Majoritariamente, as vítimas são homens (99%), entre 12 e 29 anos (82%) e negros (76%), conforme dados do FBSP, números que destacam o “racismo institucional” na atuação das polícias paulistas, segundo o MP. Para o órgão, é necessário dar ênfase à questão racial no enfrentamento do “grave problema da letalidade”.

Os promotores também destacam a prática da abordagem sob o argumento de “fundada suspeita”. “Um jovem negro será submetido a revistas pessoais imotivadas por policiais nas vias públicas com periodicidade escandalosamente superior a um jovem branco”, justificam os promotores. “E, com ampliada gravidade: correrá riscos muito maiores de ser morto por um policial do que um jovem branco, como demonstram os estudos acima lembrados”, complementam.

O órgão considera que os erros que decorrem no acentuado índice de letalidade vão desde a falta de equipamentos de localização, escuta e gravação em viaturas da Polícia Militar até a falta de transparência sobre os dados de MDIP (Morte Decorrente de Intervenção Policial), impossibilitando que organismos, como o próprio MP e a Ouvidoria das Polícias, controlem externamente a atividade policial, entre outras falhas.

“O dever da corporação policial é minimizar o risco à vida, não apenas de terceiros, mas também daquele que eventualmente esteja cometendo um delito. Isso porque cabe à polícia eliminar a resistência e não a pessoa que resiste, pois esta, mesmo que tenha cometido um ato punível, por óbvio, tem direito à vida e ao devido processo legal”, sustentam os promotores.
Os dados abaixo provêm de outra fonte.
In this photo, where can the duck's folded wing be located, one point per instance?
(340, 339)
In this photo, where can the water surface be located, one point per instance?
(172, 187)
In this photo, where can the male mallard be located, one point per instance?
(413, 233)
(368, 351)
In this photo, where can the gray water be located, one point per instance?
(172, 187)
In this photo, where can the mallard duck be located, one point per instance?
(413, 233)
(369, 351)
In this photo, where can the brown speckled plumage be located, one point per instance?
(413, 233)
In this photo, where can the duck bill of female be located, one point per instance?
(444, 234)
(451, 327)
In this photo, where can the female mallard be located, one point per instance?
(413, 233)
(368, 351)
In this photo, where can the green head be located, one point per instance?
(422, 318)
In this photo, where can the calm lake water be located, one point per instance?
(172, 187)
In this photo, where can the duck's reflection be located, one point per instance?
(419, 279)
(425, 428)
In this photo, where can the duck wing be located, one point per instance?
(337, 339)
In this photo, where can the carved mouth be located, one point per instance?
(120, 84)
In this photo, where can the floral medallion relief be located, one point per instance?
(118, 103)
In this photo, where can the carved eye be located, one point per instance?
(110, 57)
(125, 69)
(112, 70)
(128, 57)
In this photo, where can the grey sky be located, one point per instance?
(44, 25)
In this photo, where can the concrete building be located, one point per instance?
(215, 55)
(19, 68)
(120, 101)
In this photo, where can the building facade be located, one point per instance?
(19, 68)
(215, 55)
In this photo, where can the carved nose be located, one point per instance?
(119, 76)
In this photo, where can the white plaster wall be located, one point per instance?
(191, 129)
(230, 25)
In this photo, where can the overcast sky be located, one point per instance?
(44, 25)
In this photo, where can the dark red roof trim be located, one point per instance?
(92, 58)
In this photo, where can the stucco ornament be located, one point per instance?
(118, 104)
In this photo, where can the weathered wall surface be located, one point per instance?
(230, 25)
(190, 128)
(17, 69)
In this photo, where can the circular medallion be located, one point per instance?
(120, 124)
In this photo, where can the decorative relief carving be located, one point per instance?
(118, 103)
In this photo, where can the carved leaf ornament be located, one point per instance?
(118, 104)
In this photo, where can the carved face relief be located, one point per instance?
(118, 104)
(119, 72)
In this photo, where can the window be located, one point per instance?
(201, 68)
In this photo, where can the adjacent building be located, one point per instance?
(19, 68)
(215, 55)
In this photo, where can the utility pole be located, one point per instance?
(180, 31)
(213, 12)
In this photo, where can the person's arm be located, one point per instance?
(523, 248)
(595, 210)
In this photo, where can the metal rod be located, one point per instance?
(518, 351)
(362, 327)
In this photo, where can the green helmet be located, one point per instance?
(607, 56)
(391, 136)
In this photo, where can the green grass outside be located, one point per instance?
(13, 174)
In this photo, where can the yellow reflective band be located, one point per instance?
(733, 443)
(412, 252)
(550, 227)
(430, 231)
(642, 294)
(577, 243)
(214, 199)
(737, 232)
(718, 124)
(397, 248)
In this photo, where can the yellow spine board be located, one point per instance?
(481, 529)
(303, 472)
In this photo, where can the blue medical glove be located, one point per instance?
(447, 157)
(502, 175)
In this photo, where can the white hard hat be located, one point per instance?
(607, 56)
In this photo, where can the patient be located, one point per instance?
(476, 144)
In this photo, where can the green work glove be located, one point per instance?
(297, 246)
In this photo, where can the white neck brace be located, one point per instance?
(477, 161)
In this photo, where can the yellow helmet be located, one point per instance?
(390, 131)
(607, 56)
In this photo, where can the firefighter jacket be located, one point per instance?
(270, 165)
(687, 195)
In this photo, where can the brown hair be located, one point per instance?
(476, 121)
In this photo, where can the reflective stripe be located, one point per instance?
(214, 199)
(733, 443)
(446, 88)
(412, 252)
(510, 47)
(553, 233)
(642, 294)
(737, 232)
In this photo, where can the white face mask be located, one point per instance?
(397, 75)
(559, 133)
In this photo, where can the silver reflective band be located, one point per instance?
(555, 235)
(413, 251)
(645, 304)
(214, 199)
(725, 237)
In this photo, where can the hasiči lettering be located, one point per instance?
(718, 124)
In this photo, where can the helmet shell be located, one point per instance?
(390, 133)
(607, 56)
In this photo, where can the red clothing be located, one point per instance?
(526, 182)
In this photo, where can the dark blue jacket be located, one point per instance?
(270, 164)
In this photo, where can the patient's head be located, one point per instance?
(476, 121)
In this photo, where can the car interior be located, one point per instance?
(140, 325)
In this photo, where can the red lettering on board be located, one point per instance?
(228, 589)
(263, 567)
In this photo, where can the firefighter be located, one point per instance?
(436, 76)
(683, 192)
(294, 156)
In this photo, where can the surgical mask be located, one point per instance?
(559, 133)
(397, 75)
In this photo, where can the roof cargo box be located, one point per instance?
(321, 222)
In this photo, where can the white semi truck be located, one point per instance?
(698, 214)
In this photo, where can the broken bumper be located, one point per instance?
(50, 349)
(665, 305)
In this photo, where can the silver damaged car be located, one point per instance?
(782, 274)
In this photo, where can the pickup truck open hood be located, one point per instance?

As questões fazem parte de oito pontos centrais em que o MP cobra a condenação do governo paulista: obrigação estatal de enfrentamento do problema e adoção de solução eficiente; garantia de transparência e do controle da atividade policial; mudança na formação e na capacitação dos policiais; medidas de proteção aos policiais; promoção de atendimento médico e psicológico às vítimas da violência policial; responsabilização de agentes policiais; providências destinadas à prevenção da letalidade policial; provisão orçamentária necessária e suficiente.

“São necessárias modificações estruturais, no âmbito do serviço público policial, destinadas a eliminar ou reduzir as hipóteses de excessos ou condutas ilícitas, que aperfeiçoem ou superem a imperfeição na prestação desse serviço”, explica a Promotoria de Direitos Humanos.